My favorite scenes are the ones where Wharton describes the setting, especially when the characters are outdoors. However the quotes that have really left me hanging and brings out a strong ick response are the last two sentences of chapter 7.
“It was part of the game to make him feel that her appeal had been an uncalculated impulse, provoked by the liking he inspired; and the renewed sense of power in handling men, while it consoled her wounded vanity, helped also to obscure the thought of the claim at which his manner hinted. He was a coarse dull man who, under all his show of authority, was a mere supernumerary in the costly show for which his money paid: surely, to a clever girl, it would be easy to hold him by his vanity, and so keep the obligation on his side.”
Lily knows there will be a cost associated with allowing Trenor to assist her in her quest to secure financial security. She thinks she can manage him - but what if the cost becomes too high on a personal level? She could lose Gryce (and maybe she already has), Selden, her standing in society, future relationship prospects and her self-respect.
And what about the cost on the financial side? I believe few people in the early 20th century understood how the stock market worked - it was new and exciting, a way to potentially make a lot of money with little or no work - until it all fell apart. Many, many innocent and/or inexperienced people were swept up in the crash - Lily could easily be among them!

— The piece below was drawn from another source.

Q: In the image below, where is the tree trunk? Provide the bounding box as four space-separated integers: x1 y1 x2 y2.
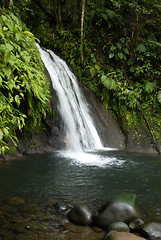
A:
80 0 85 63
58 4 62 28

I fear for her both personally and financially.
(As an aside: my father was born October 30, 1929, the third of three sons. The day before, my grandfather lost the home he had built himself. This experience was seared into the psyche of two generations and my siblings and I were affected by their subsequent approach to money, jobs, etc)
BTW the word dull is used to describe Trenor. I am sure Lily finds him tiresome and colorless, in contrast to Selden, but I believe she will need to deploy all of her skills as an “operator” to keep Trenor working on her behalf.
I am enjoying this exercise a lot. Thank you for inviting us along.